Da qualche mese ho qui in galleria un centinaio di figurine in avorio finemente intagliate che raffigurano, talvolta in modo piuttosto buffo, personaggi della mitologia giapponese, animali, divinità, oppure personaggi popolari come donne, anziani e bambini. Queste minuscole sculture, alte dai 2 ai 6 centimetri, sono prodotti dell’artigianato tradizionale giapponese ed erano utilizzati come accessori da indossare sul kimono, il costume tradizionale. Il loro nome è Netsuke.
Questo termine generico si applica a vari tipi di fermagli o contrappesi utilizzati per fissare borsette e scatoline al kimono. Quest’usanza deriva dal fatto che il costume tradizionale giapponese era sprovvisto di tasche, per cui tutti gli oggetti che ci si portava dietro, dovevano in qualche modo essere legati all’obi, la larga fascia ventrale che cinge il kimono. Gli artigiani realizzavano questi oggetti praticandovi due fori per far passare una cordicella di seta con la quale fissare l’inro (una scatola rigda per conservare tabacco, medicinali o altri oggetti), il gamaguchi (una borsetta portamonete) o la kinchaku (un contenitore dal fondo rigido).

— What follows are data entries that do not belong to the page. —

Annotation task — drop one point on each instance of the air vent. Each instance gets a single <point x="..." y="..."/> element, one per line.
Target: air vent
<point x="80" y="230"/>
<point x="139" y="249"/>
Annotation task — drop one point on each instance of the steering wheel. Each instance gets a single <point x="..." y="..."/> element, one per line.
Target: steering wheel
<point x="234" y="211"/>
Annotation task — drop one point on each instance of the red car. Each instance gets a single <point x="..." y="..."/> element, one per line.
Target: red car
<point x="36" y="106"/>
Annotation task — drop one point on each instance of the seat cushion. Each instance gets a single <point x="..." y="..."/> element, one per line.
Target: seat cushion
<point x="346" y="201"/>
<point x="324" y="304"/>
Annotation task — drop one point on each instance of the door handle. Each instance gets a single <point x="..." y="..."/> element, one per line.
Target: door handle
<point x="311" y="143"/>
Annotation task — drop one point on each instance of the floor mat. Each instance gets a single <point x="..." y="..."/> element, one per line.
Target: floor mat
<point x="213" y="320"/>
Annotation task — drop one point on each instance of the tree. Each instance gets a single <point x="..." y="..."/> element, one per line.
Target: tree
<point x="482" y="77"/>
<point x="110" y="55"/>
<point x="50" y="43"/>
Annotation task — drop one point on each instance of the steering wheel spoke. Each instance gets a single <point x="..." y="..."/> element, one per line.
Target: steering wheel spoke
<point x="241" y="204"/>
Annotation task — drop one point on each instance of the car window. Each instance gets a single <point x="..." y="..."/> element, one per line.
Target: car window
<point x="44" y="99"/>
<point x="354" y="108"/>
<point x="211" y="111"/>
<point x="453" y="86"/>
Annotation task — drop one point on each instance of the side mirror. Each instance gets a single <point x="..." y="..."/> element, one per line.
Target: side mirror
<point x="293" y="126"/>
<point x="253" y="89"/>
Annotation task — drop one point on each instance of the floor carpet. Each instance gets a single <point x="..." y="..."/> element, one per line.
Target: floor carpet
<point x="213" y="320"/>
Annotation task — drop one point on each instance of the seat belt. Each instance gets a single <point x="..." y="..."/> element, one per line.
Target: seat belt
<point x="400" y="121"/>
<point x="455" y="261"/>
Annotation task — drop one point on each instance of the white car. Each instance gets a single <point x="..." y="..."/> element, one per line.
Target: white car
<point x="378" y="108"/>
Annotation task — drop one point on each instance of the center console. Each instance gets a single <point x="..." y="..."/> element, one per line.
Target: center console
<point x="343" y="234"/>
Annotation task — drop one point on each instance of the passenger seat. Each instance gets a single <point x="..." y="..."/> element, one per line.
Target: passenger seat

All’inizio della loro storia i netsuke erano molto simili a dei grossi bottoni, realizzati con la radice di alcuni tipi di legno duro. Successivamente i Giapponesi cominciarono a rendere i loro accessori non solo funzionali, ma anche piacevoli dal punto di vista estetico, sbizzarrendosi nella produzione di oggetti miniaturizzati principalmente in legno, avorio o osso pressato. La predisposizione per la rappresentazione miniaturizzata del mondo, ben radicata nella cultura giapponese, trovò il suo massimo splendore nella seconda metà dell’era Tokuygawa (1600 – 1868) e in quel peridodo furono realizzati netsuke in avorio di straordinaria bellezza. I primi esemplari raffiguravano principalmente figure mitologiche o religiose, come dei e demoni appartenenti al pantheon buddista o scintoista, o saggi buddisti. In seguito il mondo animale divenne il tema favorito dagli scultori di netsuke. Buoi, cani e gatti, ma anche rane, topi, pesci e molluschi; o ancora animali fantastici come il Kiri, una raffigurazione di drago derivata dalla cultura cinese. Poi nella seconda metà dell’Ottocento, quando iniziò a svilupparsi una committenza mercantile e borghese, cominciarono ad apparire soggetti più popolari, come donne, bambini che giocano, pescatori e contadini.